It’s essential that you’re equipped with a strategy to gain more business so that you’re always prepared.


Join the conversation

Starting out on social media is the easiest way to get yourself out there and noticed.

It’s always recommended that you separate your personal and professional profiles to ensure that nothing you’ve said on a personal level offends any potential clients.

The online world is now a hot spot for industry conversations and those asking for help, so start taking part and making your name known.

Follow any industry magazines or entrepreneurs, take part in any twitter chats, and look out for anyone seeking help as you can use this opportunity to share your expertise.

When people see that you’ve given someone a helping hand for free, they’ll not only instantly like your ‘caring and sharing’ personality, but they’ll be able to see the extent of your professionalism.

Not only will social networking open you up to potential clients, but it will help you to generate relationships with your peers so that you can share work and collaborate.


It’s easy to sit back and believe that just getting online will help get you out there, but don’t rely on the internet.

Establishing real personal connections with people will go much further than favouring a tweet or sending an emoji.

People do business with the people they like, and if they haven’t met you in person they may be more reluctant to send business your way.

Admittedly networking can be extremely daunting, but there are now many Meetup Groups that have become established for creatives to help the freelance industry thrive.

Free networking groups such as DPIP based in Peterborough, have seen the local community thrive because of the informal environment, and the talks that are held by industry professionals.

Not only does this allow local businesses the opportunity to learn about the creative industry, but it also enables freelancers the chance to make connections and share their ideas.

When you’re a freelancer you may get stuck on how to deal with a difficult client and not have a colleague to turn to for advice, but once you’ve made connections with others in your industry you can feel more confident to pick up the phone and have a fellow peer give you some advice.

With most networking events completely free, make sure you go equipped with your business card, or even a USB card loaded with your portfolio and contact details, so that you’re ready to make connections.

After any event, always add people on LinkedIn or twitter the next day so that they remember who you are and you can begin communicating.

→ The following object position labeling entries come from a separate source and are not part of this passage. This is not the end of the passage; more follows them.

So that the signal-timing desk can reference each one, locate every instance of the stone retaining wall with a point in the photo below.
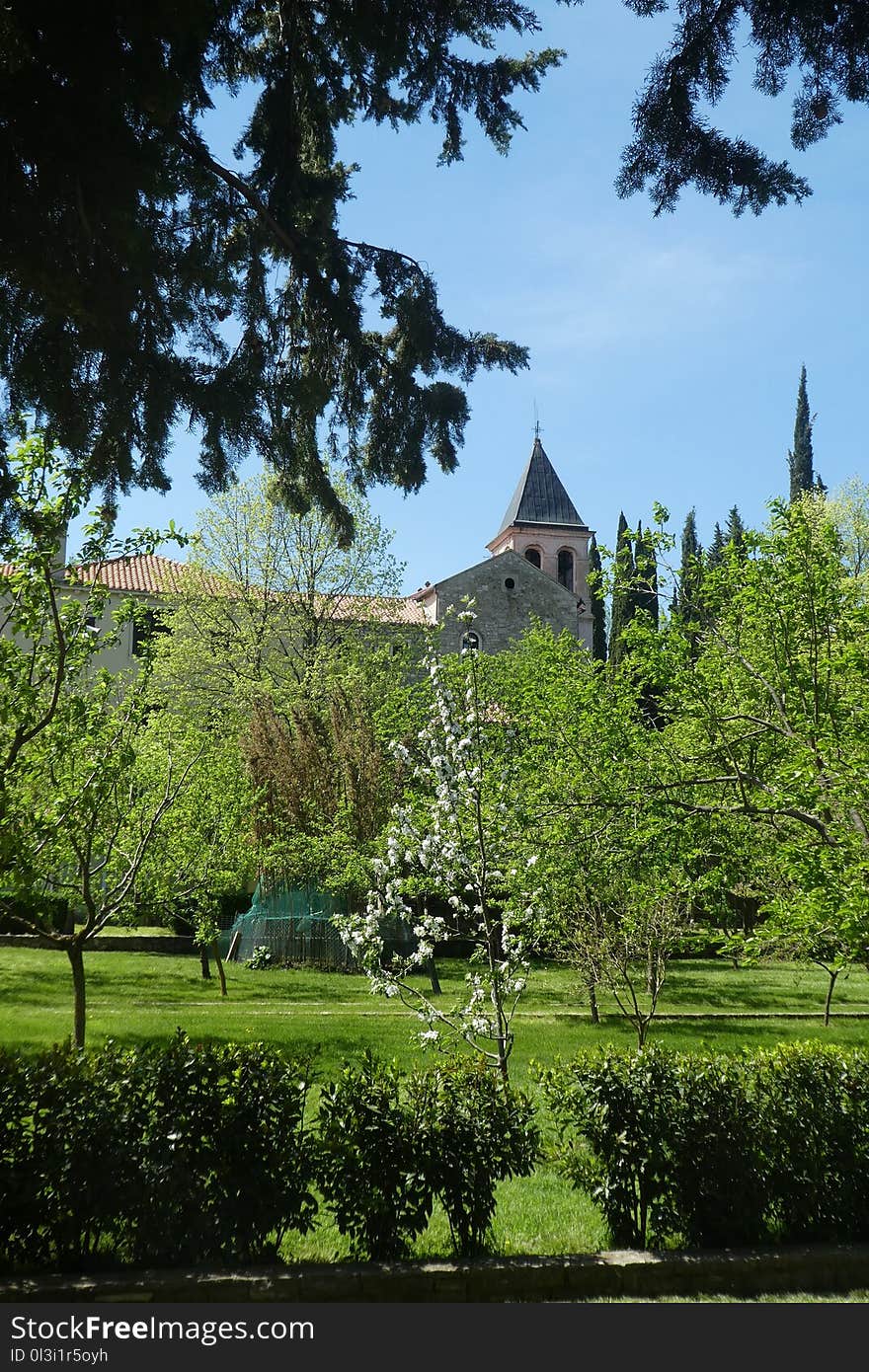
(741, 1272)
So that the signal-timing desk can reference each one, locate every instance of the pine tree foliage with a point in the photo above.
(736, 531)
(715, 549)
(801, 458)
(817, 48)
(147, 280)
(623, 601)
(598, 609)
(690, 571)
(646, 566)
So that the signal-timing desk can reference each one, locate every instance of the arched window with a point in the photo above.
(566, 569)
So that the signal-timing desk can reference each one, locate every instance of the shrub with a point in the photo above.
(815, 1102)
(369, 1163)
(66, 1169)
(475, 1133)
(614, 1117)
(718, 1150)
(715, 1150)
(227, 1163)
(178, 1153)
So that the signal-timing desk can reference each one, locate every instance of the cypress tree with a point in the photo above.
(736, 533)
(598, 611)
(622, 591)
(801, 457)
(717, 548)
(646, 566)
(689, 593)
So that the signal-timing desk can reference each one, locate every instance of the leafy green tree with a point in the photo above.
(611, 866)
(598, 607)
(459, 833)
(801, 461)
(209, 852)
(76, 826)
(146, 280)
(767, 708)
(819, 49)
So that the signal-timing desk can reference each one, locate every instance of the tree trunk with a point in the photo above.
(76, 953)
(218, 962)
(830, 985)
(653, 971)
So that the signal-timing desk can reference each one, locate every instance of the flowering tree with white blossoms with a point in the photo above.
(459, 840)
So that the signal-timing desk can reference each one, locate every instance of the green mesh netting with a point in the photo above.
(295, 925)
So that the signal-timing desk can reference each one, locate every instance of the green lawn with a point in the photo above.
(134, 998)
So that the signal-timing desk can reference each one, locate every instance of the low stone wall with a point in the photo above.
(108, 943)
(742, 1272)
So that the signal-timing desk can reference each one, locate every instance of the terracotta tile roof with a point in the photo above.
(148, 573)
(386, 609)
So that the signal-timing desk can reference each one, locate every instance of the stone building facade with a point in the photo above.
(537, 569)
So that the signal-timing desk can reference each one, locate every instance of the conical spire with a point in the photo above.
(540, 498)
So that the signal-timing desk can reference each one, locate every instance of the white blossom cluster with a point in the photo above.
(460, 838)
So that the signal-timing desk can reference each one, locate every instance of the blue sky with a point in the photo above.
(665, 352)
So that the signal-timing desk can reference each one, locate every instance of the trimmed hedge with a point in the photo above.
(393, 1142)
(715, 1150)
(209, 1153)
(200, 1153)
(178, 1153)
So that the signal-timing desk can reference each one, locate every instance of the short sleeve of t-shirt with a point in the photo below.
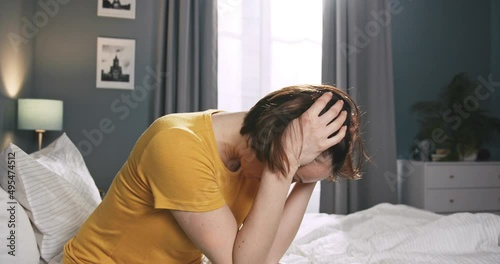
(178, 165)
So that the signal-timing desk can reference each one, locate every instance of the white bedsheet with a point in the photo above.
(397, 234)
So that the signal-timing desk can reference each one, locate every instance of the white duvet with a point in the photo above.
(391, 234)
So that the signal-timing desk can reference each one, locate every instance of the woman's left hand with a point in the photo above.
(308, 136)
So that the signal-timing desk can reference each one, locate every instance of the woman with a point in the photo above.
(217, 183)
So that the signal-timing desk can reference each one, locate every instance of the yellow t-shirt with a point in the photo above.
(174, 165)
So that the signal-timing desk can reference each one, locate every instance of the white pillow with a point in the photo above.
(57, 191)
(19, 247)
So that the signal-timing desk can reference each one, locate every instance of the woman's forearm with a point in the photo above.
(255, 238)
(292, 215)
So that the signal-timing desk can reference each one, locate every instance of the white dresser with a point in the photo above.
(448, 187)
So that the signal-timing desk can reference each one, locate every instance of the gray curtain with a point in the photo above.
(187, 56)
(357, 56)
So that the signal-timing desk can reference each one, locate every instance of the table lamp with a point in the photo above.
(39, 115)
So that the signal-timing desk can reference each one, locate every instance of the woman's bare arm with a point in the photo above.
(295, 207)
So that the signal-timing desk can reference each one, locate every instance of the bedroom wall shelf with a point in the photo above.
(448, 187)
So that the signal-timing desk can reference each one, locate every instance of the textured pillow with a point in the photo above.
(19, 247)
(57, 191)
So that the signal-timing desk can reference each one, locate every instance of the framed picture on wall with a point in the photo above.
(115, 63)
(116, 8)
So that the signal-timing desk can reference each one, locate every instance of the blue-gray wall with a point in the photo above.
(65, 69)
(16, 69)
(432, 42)
(495, 68)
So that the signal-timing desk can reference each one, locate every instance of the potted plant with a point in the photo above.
(457, 120)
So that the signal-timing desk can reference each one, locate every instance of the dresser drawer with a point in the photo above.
(462, 176)
(449, 200)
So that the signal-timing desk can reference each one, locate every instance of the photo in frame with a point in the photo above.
(116, 8)
(115, 63)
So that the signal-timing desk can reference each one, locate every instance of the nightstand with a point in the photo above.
(448, 187)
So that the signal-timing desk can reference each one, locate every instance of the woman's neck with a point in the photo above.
(232, 146)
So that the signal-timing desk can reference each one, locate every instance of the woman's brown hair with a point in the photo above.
(266, 121)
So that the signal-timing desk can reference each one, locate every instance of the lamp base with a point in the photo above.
(40, 136)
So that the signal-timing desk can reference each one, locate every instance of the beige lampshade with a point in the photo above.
(39, 114)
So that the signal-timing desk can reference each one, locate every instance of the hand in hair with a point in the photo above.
(307, 136)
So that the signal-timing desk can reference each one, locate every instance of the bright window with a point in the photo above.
(265, 45)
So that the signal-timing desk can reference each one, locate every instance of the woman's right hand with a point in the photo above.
(307, 136)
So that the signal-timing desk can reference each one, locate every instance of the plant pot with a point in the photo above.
(468, 157)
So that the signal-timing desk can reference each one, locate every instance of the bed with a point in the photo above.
(54, 193)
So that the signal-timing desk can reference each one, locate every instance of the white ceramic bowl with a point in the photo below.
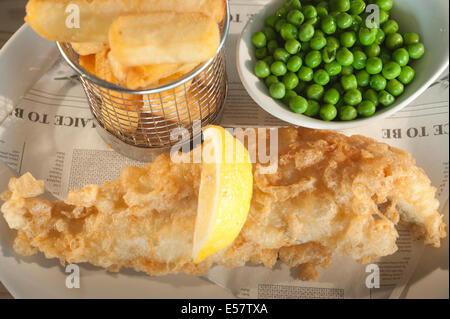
(428, 18)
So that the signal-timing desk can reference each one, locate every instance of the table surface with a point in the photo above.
(432, 270)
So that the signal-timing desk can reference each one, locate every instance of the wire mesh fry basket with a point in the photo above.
(139, 123)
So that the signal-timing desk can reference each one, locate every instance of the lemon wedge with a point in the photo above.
(225, 192)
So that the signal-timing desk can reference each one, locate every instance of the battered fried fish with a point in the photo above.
(331, 194)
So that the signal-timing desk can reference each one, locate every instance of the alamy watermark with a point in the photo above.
(373, 279)
(73, 277)
(73, 16)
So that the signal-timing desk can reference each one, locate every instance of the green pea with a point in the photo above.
(305, 74)
(347, 70)
(372, 96)
(322, 12)
(344, 57)
(271, 79)
(259, 40)
(269, 33)
(321, 77)
(300, 87)
(389, 27)
(288, 95)
(292, 4)
(374, 65)
(385, 55)
(292, 46)
(278, 68)
(271, 20)
(313, 59)
(348, 39)
(298, 104)
(333, 43)
(309, 12)
(340, 5)
(305, 47)
(295, 17)
(384, 4)
(416, 50)
(281, 54)
(313, 21)
(344, 20)
(359, 60)
(391, 70)
(411, 38)
(401, 56)
(379, 39)
(373, 50)
(261, 53)
(377, 82)
(338, 87)
(328, 112)
(394, 41)
(348, 113)
(357, 7)
(318, 42)
(277, 90)
(395, 87)
(319, 33)
(279, 24)
(363, 78)
(407, 75)
(353, 97)
(328, 55)
(290, 80)
(328, 25)
(306, 32)
(315, 92)
(269, 60)
(313, 108)
(384, 16)
(386, 98)
(294, 63)
(366, 108)
(262, 69)
(333, 68)
(281, 13)
(331, 96)
(288, 31)
(367, 36)
(349, 82)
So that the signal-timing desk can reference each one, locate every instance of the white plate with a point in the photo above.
(428, 18)
(22, 59)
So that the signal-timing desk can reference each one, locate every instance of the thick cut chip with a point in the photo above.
(89, 20)
(164, 37)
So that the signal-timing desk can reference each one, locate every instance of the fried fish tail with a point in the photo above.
(331, 194)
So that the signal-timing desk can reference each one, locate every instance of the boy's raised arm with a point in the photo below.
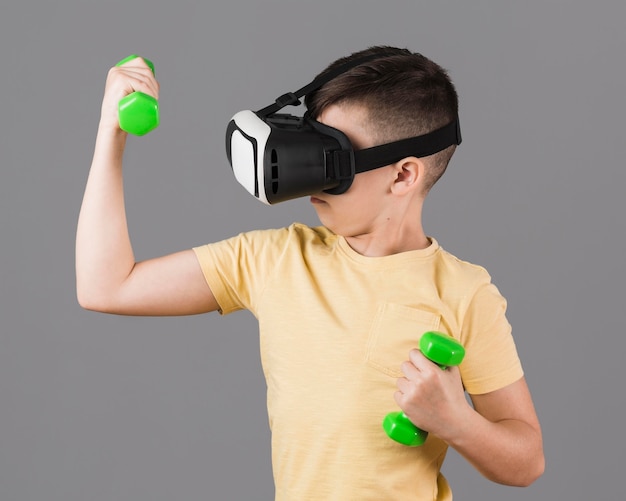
(108, 278)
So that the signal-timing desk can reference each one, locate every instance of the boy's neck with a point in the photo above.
(388, 241)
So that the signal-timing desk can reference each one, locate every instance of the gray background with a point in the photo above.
(96, 407)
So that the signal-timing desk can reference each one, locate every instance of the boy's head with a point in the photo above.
(404, 94)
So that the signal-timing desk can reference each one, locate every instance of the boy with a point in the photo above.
(341, 306)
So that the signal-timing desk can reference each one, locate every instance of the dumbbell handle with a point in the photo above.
(443, 350)
(138, 112)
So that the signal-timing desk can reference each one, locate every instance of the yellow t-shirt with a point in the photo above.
(335, 327)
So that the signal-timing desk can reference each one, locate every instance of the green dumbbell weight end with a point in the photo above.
(138, 112)
(443, 350)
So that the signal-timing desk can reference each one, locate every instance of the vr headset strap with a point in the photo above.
(420, 146)
(293, 98)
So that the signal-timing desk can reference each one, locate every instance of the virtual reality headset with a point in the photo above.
(278, 156)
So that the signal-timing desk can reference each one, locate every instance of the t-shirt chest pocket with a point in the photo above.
(395, 332)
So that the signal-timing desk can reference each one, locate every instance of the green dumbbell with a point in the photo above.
(443, 350)
(138, 112)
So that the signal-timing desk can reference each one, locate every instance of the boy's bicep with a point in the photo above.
(168, 285)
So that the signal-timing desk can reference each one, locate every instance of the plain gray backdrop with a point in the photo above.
(97, 407)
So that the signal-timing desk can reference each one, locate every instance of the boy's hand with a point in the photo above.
(134, 75)
(432, 398)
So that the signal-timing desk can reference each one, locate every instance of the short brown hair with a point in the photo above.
(405, 95)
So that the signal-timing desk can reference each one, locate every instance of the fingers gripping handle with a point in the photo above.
(138, 112)
(443, 350)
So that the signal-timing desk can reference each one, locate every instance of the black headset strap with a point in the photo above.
(420, 146)
(293, 98)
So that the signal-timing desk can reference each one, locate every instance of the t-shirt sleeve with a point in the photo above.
(237, 269)
(491, 360)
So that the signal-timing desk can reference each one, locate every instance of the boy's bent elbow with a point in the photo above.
(525, 476)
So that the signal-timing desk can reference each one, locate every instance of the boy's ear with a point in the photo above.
(409, 175)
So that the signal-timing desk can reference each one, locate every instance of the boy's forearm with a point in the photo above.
(507, 452)
(104, 255)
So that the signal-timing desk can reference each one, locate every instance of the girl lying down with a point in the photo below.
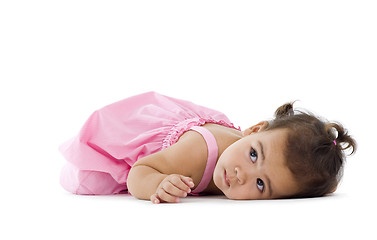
(162, 149)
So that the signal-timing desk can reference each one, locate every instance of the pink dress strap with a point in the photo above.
(211, 160)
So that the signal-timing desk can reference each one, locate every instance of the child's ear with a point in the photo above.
(334, 189)
(256, 128)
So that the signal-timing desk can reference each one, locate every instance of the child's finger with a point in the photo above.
(154, 199)
(180, 184)
(172, 188)
(166, 197)
(188, 181)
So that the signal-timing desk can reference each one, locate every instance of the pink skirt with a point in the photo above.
(100, 157)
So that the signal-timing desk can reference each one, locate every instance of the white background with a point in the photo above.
(61, 60)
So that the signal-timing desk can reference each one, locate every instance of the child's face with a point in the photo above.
(254, 167)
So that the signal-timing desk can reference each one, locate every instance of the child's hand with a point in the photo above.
(172, 188)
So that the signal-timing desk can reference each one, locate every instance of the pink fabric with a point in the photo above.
(213, 153)
(116, 136)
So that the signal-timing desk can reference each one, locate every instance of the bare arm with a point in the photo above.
(143, 181)
(167, 175)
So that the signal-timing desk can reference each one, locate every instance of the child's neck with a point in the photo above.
(212, 189)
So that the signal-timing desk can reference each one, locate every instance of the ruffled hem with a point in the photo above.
(178, 129)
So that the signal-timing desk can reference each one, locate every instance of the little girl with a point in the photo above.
(162, 149)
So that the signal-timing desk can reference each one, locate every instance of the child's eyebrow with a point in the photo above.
(263, 158)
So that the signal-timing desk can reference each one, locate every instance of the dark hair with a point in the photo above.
(314, 150)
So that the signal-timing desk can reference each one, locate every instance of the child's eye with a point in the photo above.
(253, 155)
(260, 184)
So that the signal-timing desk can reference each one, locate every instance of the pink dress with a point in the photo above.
(100, 157)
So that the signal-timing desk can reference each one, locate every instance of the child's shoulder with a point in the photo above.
(225, 136)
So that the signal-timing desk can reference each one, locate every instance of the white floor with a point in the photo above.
(61, 60)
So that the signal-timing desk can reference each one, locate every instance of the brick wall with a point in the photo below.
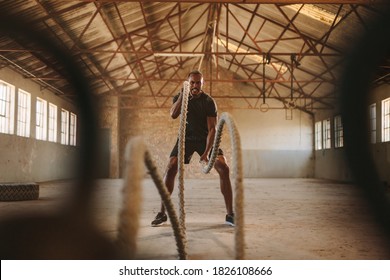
(159, 131)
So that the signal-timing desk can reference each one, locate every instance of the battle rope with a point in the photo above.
(181, 149)
(237, 175)
(237, 168)
(136, 152)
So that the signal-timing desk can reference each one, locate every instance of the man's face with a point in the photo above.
(196, 84)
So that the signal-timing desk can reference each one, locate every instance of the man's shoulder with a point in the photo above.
(206, 96)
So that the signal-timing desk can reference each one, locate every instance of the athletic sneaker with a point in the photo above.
(160, 219)
(229, 220)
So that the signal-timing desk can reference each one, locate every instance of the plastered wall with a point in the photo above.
(272, 145)
(27, 159)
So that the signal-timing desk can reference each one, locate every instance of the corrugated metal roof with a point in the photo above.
(123, 45)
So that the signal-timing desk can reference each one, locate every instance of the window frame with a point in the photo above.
(23, 124)
(7, 108)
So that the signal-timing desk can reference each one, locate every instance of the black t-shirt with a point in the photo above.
(197, 112)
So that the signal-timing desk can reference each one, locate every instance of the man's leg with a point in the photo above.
(169, 177)
(169, 180)
(226, 187)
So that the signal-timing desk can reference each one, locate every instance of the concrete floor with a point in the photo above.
(297, 219)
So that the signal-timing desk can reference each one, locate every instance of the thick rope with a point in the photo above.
(136, 152)
(181, 150)
(237, 168)
(237, 174)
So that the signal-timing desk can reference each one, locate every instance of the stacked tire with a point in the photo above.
(19, 191)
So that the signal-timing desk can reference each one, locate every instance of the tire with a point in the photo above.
(19, 191)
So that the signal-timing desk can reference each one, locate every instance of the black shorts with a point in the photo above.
(190, 148)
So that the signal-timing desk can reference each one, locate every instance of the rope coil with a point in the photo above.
(237, 168)
(136, 152)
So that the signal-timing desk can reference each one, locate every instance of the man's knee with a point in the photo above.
(172, 166)
(221, 166)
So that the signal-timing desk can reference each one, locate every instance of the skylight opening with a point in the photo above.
(316, 13)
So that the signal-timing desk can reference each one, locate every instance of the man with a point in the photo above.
(200, 133)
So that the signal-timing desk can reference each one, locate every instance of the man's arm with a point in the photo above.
(211, 124)
(176, 107)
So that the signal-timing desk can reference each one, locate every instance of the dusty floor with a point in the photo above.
(284, 219)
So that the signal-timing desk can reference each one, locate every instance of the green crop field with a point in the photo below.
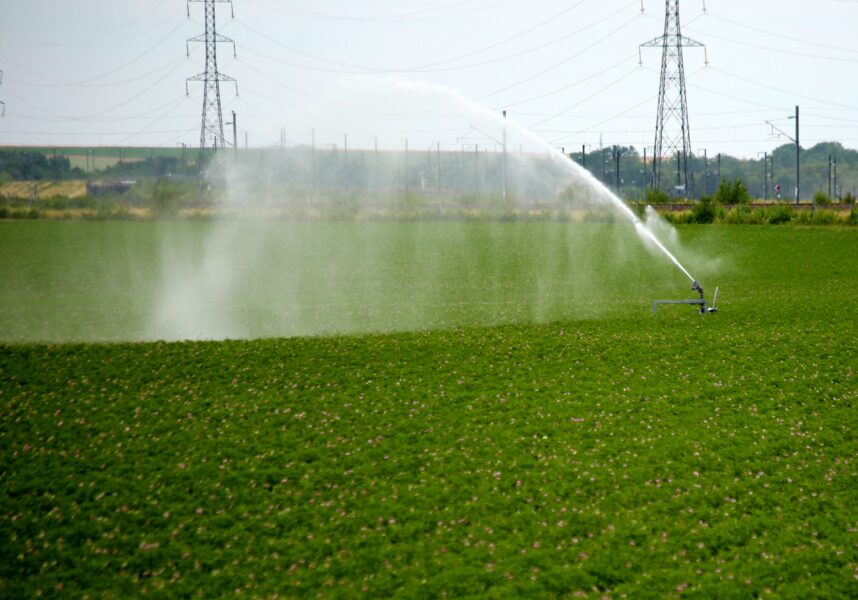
(537, 433)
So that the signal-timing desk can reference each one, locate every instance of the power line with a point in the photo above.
(122, 67)
(414, 16)
(782, 91)
(562, 62)
(211, 130)
(672, 129)
(431, 67)
(780, 36)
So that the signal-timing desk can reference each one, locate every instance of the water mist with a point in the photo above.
(382, 229)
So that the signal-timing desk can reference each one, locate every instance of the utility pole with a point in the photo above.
(618, 181)
(235, 134)
(765, 173)
(719, 169)
(672, 130)
(836, 185)
(211, 130)
(797, 157)
(797, 143)
(829, 176)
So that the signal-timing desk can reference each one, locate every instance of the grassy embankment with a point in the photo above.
(645, 455)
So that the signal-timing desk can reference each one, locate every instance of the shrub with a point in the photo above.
(707, 211)
(824, 217)
(780, 214)
(657, 196)
(821, 197)
(733, 192)
(737, 216)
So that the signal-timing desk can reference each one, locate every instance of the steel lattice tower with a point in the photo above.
(211, 131)
(672, 131)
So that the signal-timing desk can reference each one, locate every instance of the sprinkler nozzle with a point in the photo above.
(696, 287)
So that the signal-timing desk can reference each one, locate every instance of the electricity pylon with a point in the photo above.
(211, 131)
(672, 131)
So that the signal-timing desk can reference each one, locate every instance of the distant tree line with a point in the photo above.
(23, 165)
(760, 175)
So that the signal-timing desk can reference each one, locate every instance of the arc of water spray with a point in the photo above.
(641, 229)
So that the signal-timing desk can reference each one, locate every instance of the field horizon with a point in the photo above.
(634, 454)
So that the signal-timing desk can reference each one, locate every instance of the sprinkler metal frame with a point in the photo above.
(700, 302)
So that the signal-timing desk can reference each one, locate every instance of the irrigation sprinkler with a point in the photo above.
(699, 302)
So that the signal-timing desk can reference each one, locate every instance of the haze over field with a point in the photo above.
(95, 73)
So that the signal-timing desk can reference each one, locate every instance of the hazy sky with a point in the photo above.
(100, 72)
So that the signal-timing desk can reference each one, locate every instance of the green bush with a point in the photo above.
(166, 198)
(657, 196)
(780, 214)
(821, 198)
(733, 192)
(706, 211)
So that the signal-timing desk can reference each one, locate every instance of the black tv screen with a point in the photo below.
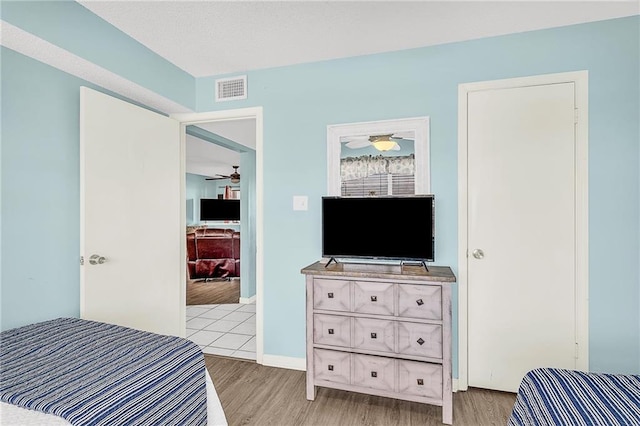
(219, 209)
(399, 228)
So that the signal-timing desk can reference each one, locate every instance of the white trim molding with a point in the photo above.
(419, 125)
(581, 81)
(247, 300)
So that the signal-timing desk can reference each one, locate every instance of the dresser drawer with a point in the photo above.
(420, 339)
(332, 366)
(419, 378)
(373, 298)
(374, 334)
(420, 301)
(332, 330)
(374, 372)
(332, 295)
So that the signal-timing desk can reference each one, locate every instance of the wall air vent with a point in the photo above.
(229, 89)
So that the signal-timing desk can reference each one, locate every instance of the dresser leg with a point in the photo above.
(447, 410)
(311, 391)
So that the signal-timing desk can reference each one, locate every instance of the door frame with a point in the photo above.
(580, 79)
(255, 113)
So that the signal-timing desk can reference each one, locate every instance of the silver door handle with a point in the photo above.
(478, 254)
(96, 259)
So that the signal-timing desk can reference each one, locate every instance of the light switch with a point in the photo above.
(300, 202)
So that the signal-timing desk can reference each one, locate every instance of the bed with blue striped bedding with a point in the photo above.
(93, 373)
(549, 396)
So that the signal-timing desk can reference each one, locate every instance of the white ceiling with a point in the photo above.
(207, 159)
(213, 37)
(216, 37)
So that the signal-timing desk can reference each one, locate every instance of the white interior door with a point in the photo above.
(131, 207)
(521, 233)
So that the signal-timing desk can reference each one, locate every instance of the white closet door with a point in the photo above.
(130, 215)
(521, 233)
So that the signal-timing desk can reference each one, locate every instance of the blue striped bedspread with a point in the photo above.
(92, 373)
(549, 396)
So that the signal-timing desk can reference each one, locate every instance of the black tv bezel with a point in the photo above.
(383, 258)
(218, 200)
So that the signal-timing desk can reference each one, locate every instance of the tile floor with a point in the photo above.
(228, 330)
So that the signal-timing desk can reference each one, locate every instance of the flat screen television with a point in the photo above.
(219, 209)
(394, 228)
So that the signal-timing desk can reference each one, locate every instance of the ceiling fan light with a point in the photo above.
(383, 145)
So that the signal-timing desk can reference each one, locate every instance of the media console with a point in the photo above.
(381, 330)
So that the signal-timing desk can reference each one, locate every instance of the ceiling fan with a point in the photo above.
(386, 142)
(235, 176)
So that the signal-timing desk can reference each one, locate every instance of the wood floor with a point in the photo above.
(252, 394)
(213, 292)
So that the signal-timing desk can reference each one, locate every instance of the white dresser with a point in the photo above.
(382, 330)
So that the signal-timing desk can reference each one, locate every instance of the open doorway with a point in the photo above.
(220, 239)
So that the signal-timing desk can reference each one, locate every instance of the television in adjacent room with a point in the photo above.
(394, 228)
(219, 209)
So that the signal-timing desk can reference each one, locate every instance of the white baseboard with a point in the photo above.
(284, 362)
(246, 300)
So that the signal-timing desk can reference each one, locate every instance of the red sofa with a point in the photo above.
(213, 253)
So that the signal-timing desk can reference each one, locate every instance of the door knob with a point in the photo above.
(478, 254)
(96, 259)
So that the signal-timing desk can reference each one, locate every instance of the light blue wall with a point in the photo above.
(40, 192)
(71, 26)
(40, 167)
(304, 99)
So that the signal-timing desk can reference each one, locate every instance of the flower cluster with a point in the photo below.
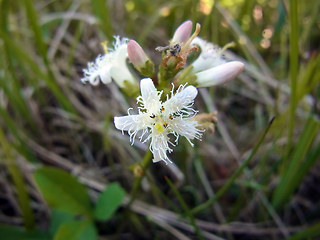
(165, 112)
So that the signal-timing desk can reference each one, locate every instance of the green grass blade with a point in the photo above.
(35, 27)
(23, 56)
(310, 233)
(23, 197)
(293, 38)
(185, 208)
(288, 179)
(233, 178)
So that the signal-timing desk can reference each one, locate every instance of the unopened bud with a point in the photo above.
(220, 74)
(139, 59)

Rather than going it totally alone in your bid to promote yourself, why not collaborate with a fellow creative who has expertise in other areas.

Sharing the cost of advertising both of your services in the same space, or holding an event together.

If you gain strong connections your peers will recommend you to their clients and visa versa.

The connections that you make can open new doors for you, and provide new revenues of work that wouldn’t have been possible to gain on your own.

It’s common practice to market yourself in the same way that a small business might, but throw out the rule book and look to your fellow peers for guidance.

The freelance industry is thriving as a ‘sharing economy’, and this is what you need to embrace.